Dance Celebrating Renewal

Erick Hawkins's latest works brim with beauty, poetic resonance, and joy

IN mythology there is a central theme that scholars have studied for decades: The Great Mother conceives a glorious son, who is born and flourishes in the long days of summer, only to perish before the first chill of winter, taking with him the flowers of the meadows and the leaves of the trees. Out of this death comes perpetual renewal, as he reappears in a world transformed by spring. The recent dance works of choreographer Erick Hawkins are meditations on such mythic springtimes. At age 80, the renowned choreographer has apparently attained a regenerative vision of life, and it fills his new dances with a poetic resonance, immediacy, and joy. In fact, Hawkins's most recent dance - a work called ``New Moon'' that received its world premi`ere during the season at the Joyce Theatre here - is one of the most genuinely beautiful products of 20th-century dance.

And another offering, a large work created by Mr. Hawkins in 1988, called `Cantilever Two,'' excels in its use of the body as a projectile capable of fragile flights and profound soarings into the vast and vivid space of dance itself. Performed to a piano concerto with chamber orchestra by composer Lucia Dlugoszewski, ``Cantilever Two'' is an exceptional celebration of youthful renewal.

In this exquisite collaboration between composer and choreographer, Hawkins once again proves capable of giving dance its own inner momentum as well as an astonishing kinship with Dlugoszewski's music - a score of fantastic energies.

In the performance I saw recently at the Joyce, the ensemble of 12 dancers performed ``Cantilever Two'' with skill and conviction. In fact, the Erick Hawkins Dance Company has never looked better.

As for ``New Moon,'' Hawkins has said it ``is an exact embodiment of the human need to begin again. The new moon is a metaphor for such a resurgence of life.''

The choreographer has good reason to relish the renewal of life. Early in 1988, illness forced him to postpone the creation of ``New Moon.'' The arduous realization of that dance came late last year, at a time when Hawkins was making his way back into the world. And so, it became a dance about beginning again, about the silver moon of the Mother Goddess that gradually diminishes and dies, only to begin again, until its wholeness is restored.

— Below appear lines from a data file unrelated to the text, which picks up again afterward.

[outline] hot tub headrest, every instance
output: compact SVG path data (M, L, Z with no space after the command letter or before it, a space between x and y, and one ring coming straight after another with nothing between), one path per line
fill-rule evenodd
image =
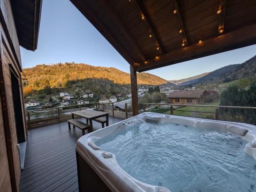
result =
M228 125L226 129L227 131L239 136L245 136L248 130L233 125Z

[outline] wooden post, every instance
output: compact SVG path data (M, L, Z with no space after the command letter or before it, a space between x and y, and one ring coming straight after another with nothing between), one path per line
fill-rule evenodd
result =
M57 109L58 109L58 110L57 110L57 113L58 113L58 122L59 123L60 119L60 116L59 116L59 108L58 107Z
M219 107L215 108L215 119L219 120L220 114L220 108Z
M125 118L128 118L128 113L127 113L127 103L124 104L124 106L125 107Z
M112 116L115 117L115 113L114 112L114 103L112 102Z
M139 114L138 104L138 87L137 85L137 72L132 65L130 66L131 90L132 91L132 106L133 116Z
M173 106L172 105L170 106L170 114L174 114L174 106Z
M30 128L31 128L31 125L30 124L30 114L29 114L29 112L28 112L28 124L29 129L30 129Z

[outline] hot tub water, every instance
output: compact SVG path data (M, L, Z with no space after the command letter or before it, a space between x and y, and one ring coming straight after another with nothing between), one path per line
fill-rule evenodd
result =
M247 142L219 129L142 123L95 142L135 178L171 191L256 191Z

``New Moon'' was created by Hawkins in an era when beauty has become something of an artistic curiosity. But Hawkins's sense of beauty is not built on niceties and artistic pretensions. For him, beauty is delight made visible. ``The natural state of man's mind,'' he is fond of quoting from a Japanese poem, ``is delight.''

The commissioned score by American composer Lou Harrison possesses a rare delicacy and lyricism, impelling the dancers toward fluidity and transparency. The ritual stage-world of ``New Moon'' is an evocative allusion to a cosmos of light. The sculptural setting by Ralph Dorazio is perfectly matched by the translucency of Robert Engstrom's lighting design and by the elegant costumes that flow and flutter with every movement of the dancers. Hawkins is noted for the eloquent ritualism of his stagings. With ``New Moon'' he has surely surpassed himself.

Born in Trinidad, Colo., Hawkins earned a degree in Greek culture from Harvard University. Inspired to become a dancer when he saw performances by the experimental European choreographers Harold Kreutzberg and Yvonne Georgi, he became the first American student in George Balanchine's School of American Ballet. Hawkins eventually left the ballet world to become the first male dancer in the then-blossoming Martha Graham Company, where he originated many celebrated roles before leaving in 1951 to open his own school and create his own dances.

Today, the Erick Hawkins Dance Company is the realization of years of uncompromising creative effort. At the Joyce Theatre, the Hawkins dancers were completely at home in the imaginative world of ``New Moon.'' Though it is difficult to single out one of the dancers, there is little doubt that Katherine Duke represents the idealization of Hawkins's four decades of creating dance.

The company will perform in Philadelphia, Feb. 13-18. From April through May, it will tour in Ohio, Virginia, Tennessee, North Carolina, Alabama, Louisiana, and Arizona.